Re: [RFT 4/5] xhci: Restore event ring dequeue pointer on resume.

[Date Prev][Date Next][Thread Prev][Thread Next][Date Index][Thread Index]

 



2012/3/24 Sarah Sharp <sarah.a.sharp@xxxxxxxxxxxxxxx>:
> On Fri, Mar 23, 2012 at 02:11:10PM +0800, Elric Fu wrote:
>> 2012/3/23 Sarah Sharp <sarah.a.sharp@xxxxxxxxxxxxxxx>:
>> > On Wed, Mar 21, 2012 at 11:01:12AM +0800, Elric Fu wrote:
>> >> 2012/3/21 Sarah Sharp <sarah.a.sharp@xxxxxxxxxxxxxxx>:
>> >> > On Tue, Mar 20, 2012 at 12:44:03PM +0800, Elric Fu wrote:
>> >> >> 2012/3/17 Sarah Sharp <sarah.a.sharp@xxxxxxxxxxxxxxx>:
>> >> > If the USB 2.0 hub really isn't responding to the Set Address command,
>> >> > there's not much we can do about it.  I think there is one xHCI driver
>> >> > bug where it won't issue a command abort when the Set Address command
>> >> > times out, but you wouldn't see any other xHCI commands work after that
>> >> > happens.  You would also see messages like:
>> >> >
>> >> >                xhci_warn(xhci, "%s while waiting for address device command\n",
>> >> >                                timeleft == 0 ? "Timeout" : "Signal");
>> >> >
>> >> > There's some trickiness to the solution to the set address timeout
>> >> > handling (you need a flag to make it so the driver doesn't ring the
>> >> > command ring doorbell or issue a new command abort until you've received
>> >> > confirmation of the first canceled command), so I haven't had time to
>> >> > get around to it yet.  However, if you're not seeing the Timeout
>> >> > messages, the device probably is responding to the control transfer.
>> >> >
>> >>
>> >> You're right.
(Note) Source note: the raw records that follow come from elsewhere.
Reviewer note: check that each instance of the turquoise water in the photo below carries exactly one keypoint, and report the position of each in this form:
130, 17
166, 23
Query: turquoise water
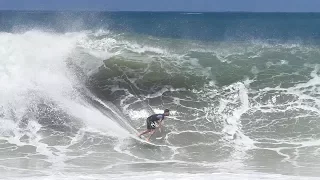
243, 90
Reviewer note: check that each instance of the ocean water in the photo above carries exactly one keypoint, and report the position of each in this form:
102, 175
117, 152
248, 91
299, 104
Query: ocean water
243, 90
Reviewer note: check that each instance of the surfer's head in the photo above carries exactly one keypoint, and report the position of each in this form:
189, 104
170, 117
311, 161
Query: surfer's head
166, 112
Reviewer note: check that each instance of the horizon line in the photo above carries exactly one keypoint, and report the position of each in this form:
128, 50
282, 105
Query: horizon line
154, 11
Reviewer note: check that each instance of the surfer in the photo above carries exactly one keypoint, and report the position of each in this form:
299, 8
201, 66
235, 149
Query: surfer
151, 123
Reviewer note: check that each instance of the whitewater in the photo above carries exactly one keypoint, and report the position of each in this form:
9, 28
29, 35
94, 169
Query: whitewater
71, 100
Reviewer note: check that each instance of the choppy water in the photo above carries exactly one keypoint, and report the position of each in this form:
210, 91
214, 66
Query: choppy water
244, 100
I did't find any message about timeout.
>> >>
>> >> Actually, I have found the xHCI driver has the bug when the address device
>> >> command timeout before. According to the xHCI spec, when the address
>> >> device command timeout is happened, the driver have to abort the command
>> >> ring and wait the event about the command ring stopped. Otherwise, the
>> >> command ring will wait the response from the device all along. I am waiting for
>> >> a special device to duplicate the issue and confirm the solution is correct.
>> >
>> > Yes, you're correct that the xHCI driver is supposed to issue a command
>> > abort when the set address command times out.  Does your solution
>> > include making sure that another command submission doesn't ring the
>> > doorbell?
>>
>> No, is it necessary? My solution was used to handle the address device
>> command timeout. You know when the address device command timeout
>> occur, the command ring will hang up and wait for the response from
>> device unless driver abort the command ring. Driver can keep on submitting
>> command TRB, and the host will handle the command TRB again until
>> ringing the doorbell after the command ring is stopped.
>>
>> Even if another command submission ring the doorbell when command ring
>> is aborted, the command ring will continue handling those command TRB
>> after it is restarted.
>
> Yes, I think some sort of flag or command abort list is necessary.
> First, there's no guarantee that the command won't complete while we're
> in the middle of issuing the command abort.  So there needs to be a way
> to coordinate that case in the driver.  Second, what if multiple
> commands have timed out because the current command was stuck?  We need
> to be able to handle that case as well, and we probably need some flags
> there.
>
> Further, we really don't want the hardware to touch the command
> structures after we've attempted to abort the command (I'm mostly
> thinking of commands other than the Set Address command).  So I think we
> really want to stop the command with the command abort flag, and write a
> no-op command to the command TRB that we're trying to cancel, just like
> we do for canceled TRBs in the endpoint ring.
>
> Basically, it's much more complicated than just issuing a command abort
> when the set address times out.  I'd really rather think about the
> implications and get the solution right the first time than have a quick
> hack in the driver to work around a buggy device.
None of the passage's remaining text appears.